WASHINGTON -- The NFL joined the three other major professional sports leagues and the NCAA in suing Delaware on Friday, seeking to block the state from implementing sports betting.
Delaware's sports betting plan "would irreparably harm professional and amateur sports by fostering suspicion and skepticism that individual plays and final scores of games may have been influenced by factors other than honest athletic competition," the leagues and the NCAA say in a lawsuit filed in federal district court in Delaware.
Congress banned sports betting in 1992 but grandfathered four states -- Delaware, Nevada, Montana and Oregon -- that already had offered it. But the lawsuit argues that Delaware's plan to allow single-game betting would violate the legislation because the state has never previously offered single-game betting.

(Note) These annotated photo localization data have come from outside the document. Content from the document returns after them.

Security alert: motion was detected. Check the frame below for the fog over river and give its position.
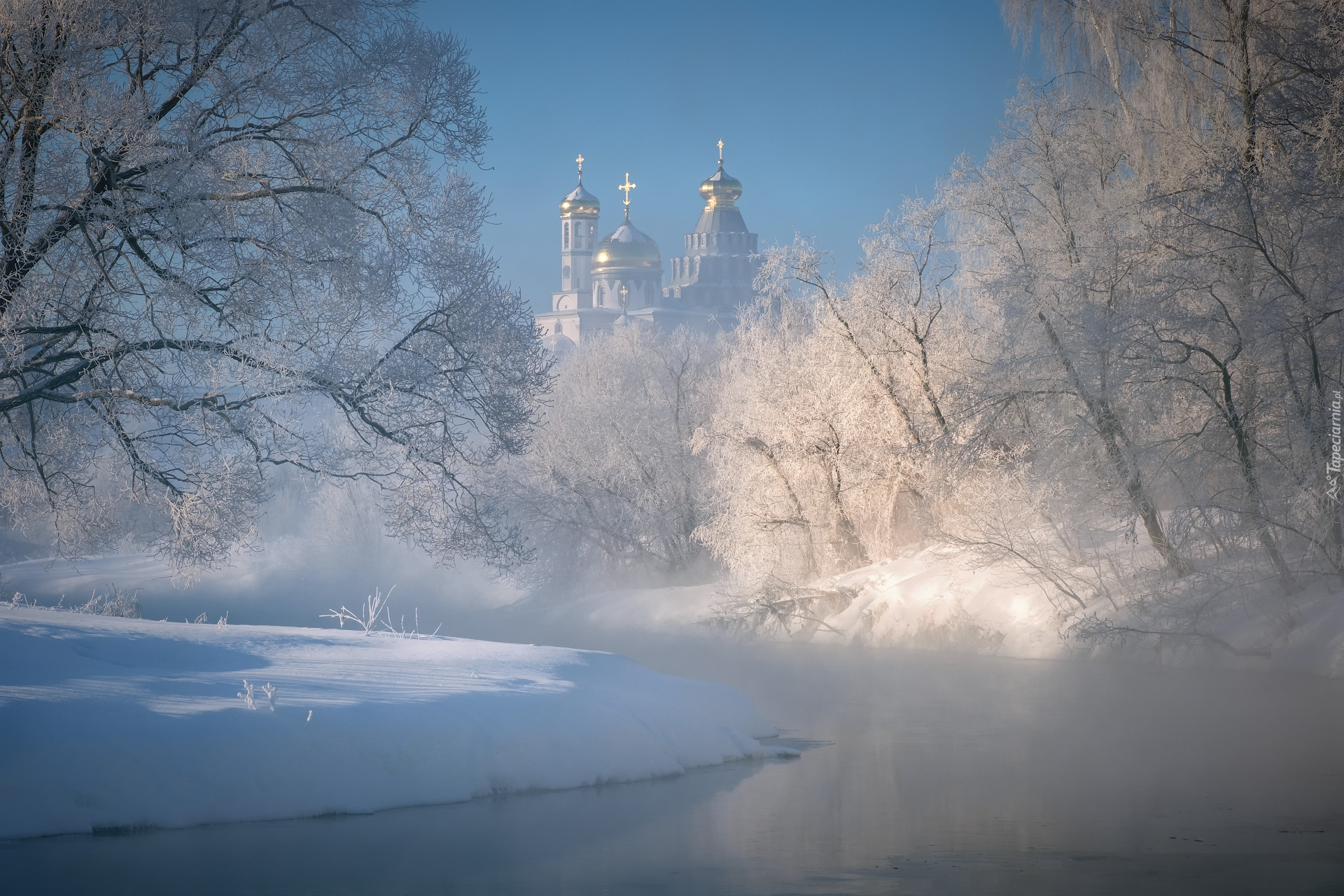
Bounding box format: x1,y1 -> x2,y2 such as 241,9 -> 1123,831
0,612 -> 1344,895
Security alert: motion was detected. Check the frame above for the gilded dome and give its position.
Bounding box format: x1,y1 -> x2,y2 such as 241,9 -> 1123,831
593,212 -> 663,274
561,180 -> 602,218
700,161 -> 742,208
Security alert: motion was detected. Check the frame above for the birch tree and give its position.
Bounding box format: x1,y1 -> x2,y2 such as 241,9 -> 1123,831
0,0 -> 546,568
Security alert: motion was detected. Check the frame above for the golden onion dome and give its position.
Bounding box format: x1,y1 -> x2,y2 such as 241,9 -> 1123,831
593,211 -> 663,274
561,180 -> 602,218
700,161 -> 742,208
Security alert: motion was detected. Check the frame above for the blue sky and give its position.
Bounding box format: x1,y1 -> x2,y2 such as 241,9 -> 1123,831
421,0 -> 1032,309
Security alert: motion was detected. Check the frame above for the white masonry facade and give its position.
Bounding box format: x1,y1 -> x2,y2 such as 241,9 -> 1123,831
536,141 -> 760,352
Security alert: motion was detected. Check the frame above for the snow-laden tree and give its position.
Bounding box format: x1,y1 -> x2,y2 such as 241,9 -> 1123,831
0,0 -> 547,568
697,202 -> 970,582
500,325 -> 718,589
703,0 -> 1344,646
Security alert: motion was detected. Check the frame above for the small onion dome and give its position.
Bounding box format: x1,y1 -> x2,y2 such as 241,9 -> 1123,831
593,212 -> 663,274
700,161 -> 742,208
561,180 -> 602,218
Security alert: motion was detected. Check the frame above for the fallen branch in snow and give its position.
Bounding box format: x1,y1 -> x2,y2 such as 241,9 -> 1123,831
238,678 -> 275,719
704,578 -> 858,640
317,584 -> 396,634
1070,614 -> 1270,658
317,584 -> 444,638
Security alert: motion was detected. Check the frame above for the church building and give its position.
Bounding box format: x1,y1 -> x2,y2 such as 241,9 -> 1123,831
536,140 -> 760,352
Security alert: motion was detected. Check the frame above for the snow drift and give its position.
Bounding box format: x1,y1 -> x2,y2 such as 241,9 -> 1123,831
0,608 -> 790,838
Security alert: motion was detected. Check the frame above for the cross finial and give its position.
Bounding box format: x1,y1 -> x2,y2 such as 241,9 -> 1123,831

Under the '92 law, the leagues and the NCAA said, a state like Delaware may only reintroduce sports betting if it had been conducted between 1976 and 1990.
The NFL, Major League Baseball, NBA, NHL and NCAA also argue that Delaware's plan is illegal because it allows betting on all sports, going beyond the professional football betting program that constituted the state's brief failed experiment in 1976.
Joe Rogalsky, a spokesman for Delaware Gov. Jack Markell, said in a statement that the state's sports betting plan "will help pay for our core government services like our teachers and police and will also create new jobs in our state."
Rogalsky also said that the state invited the NFL, which has led the effort against Delaware's plans, to sit down and share their concerns.
"They decided instead to sue," Rogalsky said.
NFL vice president Joe Browne said the league is sensitive to economic issues in Delaware and other states. He said the NFL wrote to Markell on April 7, telling him the league would be willing to discuss ways to help close the state's budget gap -- "short of using our games as betting vehicles." According to Browne, Markell responded five weeks later "that he was signing legislation that day which, in effect, uses our games as betting vehicles."
In his statement, Rogalsky also noted that the state asked for an advisory opinion from the Delaware Supreme Court. In May, that court ruled that the state law allowing sports betting didn't conflict with the state constitution, but the justices also said, "We cannot opine on the constitutionality of single game bets."
Delaware officials hope to have the sports betting in place for the start of the NFL regular season in September.